[Python-ideas] Python Float Update

Terry Reedy tjreedy at udel.edu
Tue Jun 2 19:29:14 CEST 2015


On 6/2/2015 9:05 AM, Andrew Barnert via Python-ideas wrote:

> OK, so what are the stumbling blocks to adding decimal32/64/128 (or
> just one of the three), either in builtins/stdtypes or in decimal,
> and then adding literals for them?

A compelling rationale.  Python exposes the two basic number types used 
by the kinds of computers it runs on: integers (extended) and floats 
(binary in practice, though the language definition would all a decimal 
float machine).

The first killer app for Python was scientific numerical computing.  The 
first numerical package developed for this exposed the entire gamut of 
integer and float types available in C.  Numpy is the third numerical 
package. (Even so, none of the packages have been distributed with 
CPython -- and properly so.)

Numbers pre-wrapped as dates, times, and datetimes with specialized 
methods are not essential (Python once managed without) but are 
enormously useful in a wide variety of application areas.

Decimals, another class of pre-wrapped numbers, greatly simplify money 
calculations, including those that must follow legal or contractual 
rules.  It is no accident that the decimal specification is a product of 
what was once International Business Machines.
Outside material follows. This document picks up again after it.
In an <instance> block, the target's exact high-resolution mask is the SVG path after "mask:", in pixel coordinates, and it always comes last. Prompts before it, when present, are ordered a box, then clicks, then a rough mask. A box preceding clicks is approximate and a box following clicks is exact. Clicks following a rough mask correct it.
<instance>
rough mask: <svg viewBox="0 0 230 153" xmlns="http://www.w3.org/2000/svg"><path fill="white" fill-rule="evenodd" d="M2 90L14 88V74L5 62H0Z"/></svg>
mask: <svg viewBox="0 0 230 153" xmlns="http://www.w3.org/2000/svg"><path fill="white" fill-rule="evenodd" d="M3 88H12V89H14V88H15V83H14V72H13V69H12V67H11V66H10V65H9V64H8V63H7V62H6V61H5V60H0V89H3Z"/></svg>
Contexts and specialized 
rounding rules are an essential part of fulfilling the purpose of the 
module.

What application area would be opened up by adding a fixed-precision 
float?  The only thing I have seen presented is making interactive 
python act even more* like a generic (decimal) calculator, so that 
newbies will find python floats less surprising that those of other 
languages.  (Of course, a particular decimal## might not exactly any 
existing calculator.)

*The int division change solved the biggest discrepancy: 1/10 is not .1 
instead of 0. Representation changes improved things also.